Observed changes at Rensselaer

Dear Poly Editor:

200 students occupied the Pittsburgh Building—the administration building at the time. It was spring 1969, and we were protesting something about President Folsom’s position on the library.  I was ensconced in a quiet corner on the first floor when Assistant Dean Carl Westerdahl entered the building to check on things.  He came over to me and asked how I was feeling (not great). He felt my forehead and said, “You have a fever.
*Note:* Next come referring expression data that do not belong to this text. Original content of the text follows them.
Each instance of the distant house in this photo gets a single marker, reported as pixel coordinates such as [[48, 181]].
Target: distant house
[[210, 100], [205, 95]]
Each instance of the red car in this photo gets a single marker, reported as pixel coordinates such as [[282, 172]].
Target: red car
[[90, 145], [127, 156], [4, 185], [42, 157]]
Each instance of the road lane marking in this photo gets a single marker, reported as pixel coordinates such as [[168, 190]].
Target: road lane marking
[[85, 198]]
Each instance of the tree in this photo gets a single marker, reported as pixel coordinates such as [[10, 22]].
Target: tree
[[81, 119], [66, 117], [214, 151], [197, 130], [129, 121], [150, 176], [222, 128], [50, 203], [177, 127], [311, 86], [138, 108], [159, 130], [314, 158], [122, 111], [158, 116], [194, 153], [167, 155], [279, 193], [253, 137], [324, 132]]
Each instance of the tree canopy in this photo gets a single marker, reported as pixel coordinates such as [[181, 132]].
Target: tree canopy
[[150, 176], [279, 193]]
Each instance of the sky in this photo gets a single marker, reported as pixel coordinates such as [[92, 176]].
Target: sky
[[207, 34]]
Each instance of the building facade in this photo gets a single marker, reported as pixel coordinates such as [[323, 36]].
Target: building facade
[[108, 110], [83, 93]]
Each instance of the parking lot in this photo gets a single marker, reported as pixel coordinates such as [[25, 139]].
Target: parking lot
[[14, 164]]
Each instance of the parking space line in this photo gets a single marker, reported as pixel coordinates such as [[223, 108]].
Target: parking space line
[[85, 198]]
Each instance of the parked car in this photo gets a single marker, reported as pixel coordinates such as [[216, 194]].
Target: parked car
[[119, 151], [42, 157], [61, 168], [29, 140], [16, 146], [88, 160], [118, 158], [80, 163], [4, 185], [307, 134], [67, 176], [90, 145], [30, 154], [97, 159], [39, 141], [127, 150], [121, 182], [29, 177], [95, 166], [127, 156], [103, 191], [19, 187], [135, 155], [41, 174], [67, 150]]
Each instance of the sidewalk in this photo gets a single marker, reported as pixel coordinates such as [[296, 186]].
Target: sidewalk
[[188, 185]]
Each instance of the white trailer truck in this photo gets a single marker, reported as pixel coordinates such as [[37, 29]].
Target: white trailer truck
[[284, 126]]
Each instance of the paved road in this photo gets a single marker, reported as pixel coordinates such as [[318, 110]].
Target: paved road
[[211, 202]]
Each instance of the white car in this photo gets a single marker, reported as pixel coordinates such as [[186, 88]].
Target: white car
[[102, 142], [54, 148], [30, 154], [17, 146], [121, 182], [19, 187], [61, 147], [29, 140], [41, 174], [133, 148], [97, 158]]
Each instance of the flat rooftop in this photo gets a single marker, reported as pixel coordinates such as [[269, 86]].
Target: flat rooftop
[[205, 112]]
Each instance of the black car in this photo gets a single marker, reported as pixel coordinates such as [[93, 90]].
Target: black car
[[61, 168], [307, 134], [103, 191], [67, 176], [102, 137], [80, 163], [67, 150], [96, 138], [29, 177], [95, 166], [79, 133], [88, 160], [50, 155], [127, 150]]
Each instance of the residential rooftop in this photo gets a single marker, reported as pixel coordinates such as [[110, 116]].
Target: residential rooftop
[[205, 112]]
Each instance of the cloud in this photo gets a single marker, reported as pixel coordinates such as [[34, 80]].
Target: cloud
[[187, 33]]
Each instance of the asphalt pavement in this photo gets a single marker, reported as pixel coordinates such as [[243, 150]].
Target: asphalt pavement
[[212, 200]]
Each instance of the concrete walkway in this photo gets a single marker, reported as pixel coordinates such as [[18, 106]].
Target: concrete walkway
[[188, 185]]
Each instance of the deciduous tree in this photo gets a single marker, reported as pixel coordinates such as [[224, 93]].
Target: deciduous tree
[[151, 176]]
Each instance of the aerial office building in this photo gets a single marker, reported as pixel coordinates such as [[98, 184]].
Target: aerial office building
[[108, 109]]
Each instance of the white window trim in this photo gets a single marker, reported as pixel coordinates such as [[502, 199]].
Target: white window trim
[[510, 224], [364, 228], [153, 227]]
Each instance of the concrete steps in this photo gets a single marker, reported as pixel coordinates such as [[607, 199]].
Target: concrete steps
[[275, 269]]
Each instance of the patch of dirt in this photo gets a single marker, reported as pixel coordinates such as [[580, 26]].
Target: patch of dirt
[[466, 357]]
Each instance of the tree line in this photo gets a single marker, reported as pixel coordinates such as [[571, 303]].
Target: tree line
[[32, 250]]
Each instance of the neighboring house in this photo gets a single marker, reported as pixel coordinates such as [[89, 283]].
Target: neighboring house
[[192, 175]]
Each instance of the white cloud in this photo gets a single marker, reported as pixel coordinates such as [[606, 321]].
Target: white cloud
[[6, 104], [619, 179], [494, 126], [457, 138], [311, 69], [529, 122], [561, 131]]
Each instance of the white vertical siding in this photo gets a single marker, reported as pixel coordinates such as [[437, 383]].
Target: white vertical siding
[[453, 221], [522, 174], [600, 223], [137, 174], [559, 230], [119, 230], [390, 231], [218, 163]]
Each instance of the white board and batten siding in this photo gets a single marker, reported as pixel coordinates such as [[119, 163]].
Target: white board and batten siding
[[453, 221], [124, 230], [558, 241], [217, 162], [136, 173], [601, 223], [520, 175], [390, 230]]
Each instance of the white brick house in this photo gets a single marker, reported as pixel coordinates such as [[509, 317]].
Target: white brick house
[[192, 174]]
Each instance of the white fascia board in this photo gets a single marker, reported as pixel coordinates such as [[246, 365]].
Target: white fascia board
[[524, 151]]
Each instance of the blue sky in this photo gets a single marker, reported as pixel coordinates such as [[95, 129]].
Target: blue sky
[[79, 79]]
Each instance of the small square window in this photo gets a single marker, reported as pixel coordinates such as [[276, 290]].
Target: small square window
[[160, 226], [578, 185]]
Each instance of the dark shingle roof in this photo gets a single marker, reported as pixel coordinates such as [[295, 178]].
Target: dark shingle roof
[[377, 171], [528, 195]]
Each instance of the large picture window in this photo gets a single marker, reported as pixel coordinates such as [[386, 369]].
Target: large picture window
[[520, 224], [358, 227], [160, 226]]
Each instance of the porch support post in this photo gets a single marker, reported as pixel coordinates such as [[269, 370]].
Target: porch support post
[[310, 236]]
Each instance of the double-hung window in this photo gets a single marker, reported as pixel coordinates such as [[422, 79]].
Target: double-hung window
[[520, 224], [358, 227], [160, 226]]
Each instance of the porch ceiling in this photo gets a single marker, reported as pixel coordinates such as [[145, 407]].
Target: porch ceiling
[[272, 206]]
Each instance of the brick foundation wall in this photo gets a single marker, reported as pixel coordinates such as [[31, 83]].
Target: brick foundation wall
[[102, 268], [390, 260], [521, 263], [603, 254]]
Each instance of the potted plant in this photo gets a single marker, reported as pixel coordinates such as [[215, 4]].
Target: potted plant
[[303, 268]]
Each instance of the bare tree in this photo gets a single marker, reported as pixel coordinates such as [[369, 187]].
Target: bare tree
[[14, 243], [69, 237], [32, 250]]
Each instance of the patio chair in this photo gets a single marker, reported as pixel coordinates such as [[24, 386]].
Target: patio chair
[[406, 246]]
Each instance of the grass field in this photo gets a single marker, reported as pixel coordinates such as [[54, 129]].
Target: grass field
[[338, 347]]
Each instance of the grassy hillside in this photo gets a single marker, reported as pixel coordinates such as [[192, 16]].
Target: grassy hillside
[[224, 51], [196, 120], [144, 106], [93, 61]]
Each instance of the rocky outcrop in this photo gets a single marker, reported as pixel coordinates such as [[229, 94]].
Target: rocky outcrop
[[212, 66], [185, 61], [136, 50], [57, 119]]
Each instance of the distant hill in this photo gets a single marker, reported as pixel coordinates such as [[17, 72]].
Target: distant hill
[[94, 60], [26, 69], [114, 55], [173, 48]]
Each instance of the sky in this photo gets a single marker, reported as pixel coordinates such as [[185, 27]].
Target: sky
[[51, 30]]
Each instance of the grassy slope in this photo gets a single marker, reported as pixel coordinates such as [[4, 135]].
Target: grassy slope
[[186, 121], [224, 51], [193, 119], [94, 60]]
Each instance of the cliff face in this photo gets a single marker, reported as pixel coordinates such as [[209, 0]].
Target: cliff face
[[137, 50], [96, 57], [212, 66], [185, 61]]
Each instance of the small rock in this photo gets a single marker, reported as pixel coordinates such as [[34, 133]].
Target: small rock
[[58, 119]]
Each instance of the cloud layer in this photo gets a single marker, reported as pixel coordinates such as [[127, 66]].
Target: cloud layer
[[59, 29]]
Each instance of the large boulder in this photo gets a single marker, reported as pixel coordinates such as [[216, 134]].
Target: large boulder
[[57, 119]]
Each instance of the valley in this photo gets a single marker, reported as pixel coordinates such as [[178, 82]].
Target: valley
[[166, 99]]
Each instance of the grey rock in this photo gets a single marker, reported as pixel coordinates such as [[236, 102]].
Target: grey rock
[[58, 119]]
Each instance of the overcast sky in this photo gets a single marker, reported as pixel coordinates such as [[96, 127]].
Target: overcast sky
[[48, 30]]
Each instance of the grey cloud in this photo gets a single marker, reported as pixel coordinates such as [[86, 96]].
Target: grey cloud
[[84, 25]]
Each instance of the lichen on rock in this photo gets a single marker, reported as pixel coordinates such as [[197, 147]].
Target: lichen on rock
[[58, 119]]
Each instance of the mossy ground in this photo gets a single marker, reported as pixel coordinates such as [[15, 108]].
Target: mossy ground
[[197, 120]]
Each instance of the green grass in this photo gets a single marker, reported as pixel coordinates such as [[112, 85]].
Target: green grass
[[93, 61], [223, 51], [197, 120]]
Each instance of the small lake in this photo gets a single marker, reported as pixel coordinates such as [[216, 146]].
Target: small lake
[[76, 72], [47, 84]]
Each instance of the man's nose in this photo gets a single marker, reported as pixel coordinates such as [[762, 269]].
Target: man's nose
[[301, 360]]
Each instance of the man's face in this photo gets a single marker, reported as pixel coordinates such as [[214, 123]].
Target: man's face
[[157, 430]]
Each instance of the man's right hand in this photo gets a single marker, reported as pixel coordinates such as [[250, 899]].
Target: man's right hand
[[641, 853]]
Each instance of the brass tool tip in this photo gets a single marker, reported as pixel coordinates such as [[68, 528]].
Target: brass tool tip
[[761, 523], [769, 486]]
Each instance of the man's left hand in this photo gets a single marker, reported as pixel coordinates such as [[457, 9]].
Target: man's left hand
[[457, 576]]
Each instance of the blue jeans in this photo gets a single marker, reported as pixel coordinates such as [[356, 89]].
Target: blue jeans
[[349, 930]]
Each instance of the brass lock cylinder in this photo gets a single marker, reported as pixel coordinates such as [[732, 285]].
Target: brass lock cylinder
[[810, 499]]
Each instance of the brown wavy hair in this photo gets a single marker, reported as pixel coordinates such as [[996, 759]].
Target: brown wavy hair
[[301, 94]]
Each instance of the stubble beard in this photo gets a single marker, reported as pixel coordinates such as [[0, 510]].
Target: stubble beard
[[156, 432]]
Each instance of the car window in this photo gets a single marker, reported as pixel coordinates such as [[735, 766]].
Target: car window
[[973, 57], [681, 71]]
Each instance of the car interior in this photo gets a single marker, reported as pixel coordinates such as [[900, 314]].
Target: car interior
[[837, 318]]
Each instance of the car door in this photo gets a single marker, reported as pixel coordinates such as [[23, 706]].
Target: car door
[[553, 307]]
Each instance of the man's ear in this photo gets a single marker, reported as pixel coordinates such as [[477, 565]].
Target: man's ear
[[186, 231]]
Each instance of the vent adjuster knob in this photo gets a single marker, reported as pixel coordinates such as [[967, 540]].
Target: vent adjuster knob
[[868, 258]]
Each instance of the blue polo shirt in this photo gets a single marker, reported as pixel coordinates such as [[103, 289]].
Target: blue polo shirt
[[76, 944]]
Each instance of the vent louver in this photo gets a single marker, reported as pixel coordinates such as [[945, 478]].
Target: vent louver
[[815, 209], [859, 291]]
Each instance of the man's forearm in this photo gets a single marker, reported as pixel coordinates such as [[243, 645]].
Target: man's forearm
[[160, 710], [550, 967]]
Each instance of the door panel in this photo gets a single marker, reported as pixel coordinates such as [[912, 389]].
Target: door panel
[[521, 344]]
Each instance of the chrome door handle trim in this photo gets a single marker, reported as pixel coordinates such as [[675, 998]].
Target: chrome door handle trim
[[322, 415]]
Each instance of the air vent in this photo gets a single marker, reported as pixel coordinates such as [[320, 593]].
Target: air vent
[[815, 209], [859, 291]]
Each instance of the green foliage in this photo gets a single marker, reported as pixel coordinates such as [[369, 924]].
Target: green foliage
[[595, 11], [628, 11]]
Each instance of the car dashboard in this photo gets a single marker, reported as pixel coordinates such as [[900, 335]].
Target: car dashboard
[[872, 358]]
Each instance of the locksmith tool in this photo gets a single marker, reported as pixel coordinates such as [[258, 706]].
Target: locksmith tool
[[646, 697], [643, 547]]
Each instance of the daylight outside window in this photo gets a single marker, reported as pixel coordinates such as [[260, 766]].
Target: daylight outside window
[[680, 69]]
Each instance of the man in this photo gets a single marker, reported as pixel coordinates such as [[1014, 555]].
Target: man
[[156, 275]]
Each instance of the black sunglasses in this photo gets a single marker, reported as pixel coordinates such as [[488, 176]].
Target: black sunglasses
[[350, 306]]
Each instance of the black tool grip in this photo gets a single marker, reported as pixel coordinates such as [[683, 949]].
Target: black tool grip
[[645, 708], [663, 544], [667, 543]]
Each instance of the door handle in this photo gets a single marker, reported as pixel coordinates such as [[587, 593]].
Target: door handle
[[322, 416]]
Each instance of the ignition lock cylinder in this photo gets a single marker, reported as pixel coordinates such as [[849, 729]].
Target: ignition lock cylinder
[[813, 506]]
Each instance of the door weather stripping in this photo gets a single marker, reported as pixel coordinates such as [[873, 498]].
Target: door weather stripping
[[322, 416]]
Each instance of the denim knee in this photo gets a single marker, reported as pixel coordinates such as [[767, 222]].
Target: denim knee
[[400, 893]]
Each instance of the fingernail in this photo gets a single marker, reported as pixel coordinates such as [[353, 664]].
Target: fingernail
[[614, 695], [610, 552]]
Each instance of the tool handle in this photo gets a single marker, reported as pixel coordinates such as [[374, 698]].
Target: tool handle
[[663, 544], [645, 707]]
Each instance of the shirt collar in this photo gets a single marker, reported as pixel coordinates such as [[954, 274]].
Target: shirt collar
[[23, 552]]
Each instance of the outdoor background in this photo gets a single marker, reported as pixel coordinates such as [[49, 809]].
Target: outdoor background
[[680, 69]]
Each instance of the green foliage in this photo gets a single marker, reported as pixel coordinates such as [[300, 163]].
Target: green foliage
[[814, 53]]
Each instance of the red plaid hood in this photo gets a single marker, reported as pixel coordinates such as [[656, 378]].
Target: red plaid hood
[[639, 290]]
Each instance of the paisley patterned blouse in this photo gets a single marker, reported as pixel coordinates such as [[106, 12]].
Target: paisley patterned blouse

You need to go to the infirmary.” I replied, with a smile, that he was not going to succeed in clearing out 200 students by convincing them that they all needed medical attention. He implored me to get myself checked out, but I resisted. Then he said, “If you go to the infirmary and are okay, I promise to let you come back into the building and resume your spot on the floor.” I was impressed with his genuine concern and sincerity (considering that he had a major headache of his own to deal with), and I marched over to the infirmary.  My temperature was over 102 degrees, and I was diagnosed with strep throat eventually—but that is another story.  So, I could not go back to the protest and I never had the chance to test his promise, but have always believed that he would have honored it. Soon after that, Westerdahl contacted me and asked if I would be willing to serve on the Student Judicial Board. From what I have read lately of the current administration’s treatment of students involved in the recent student union protest, the relationship is not what it was.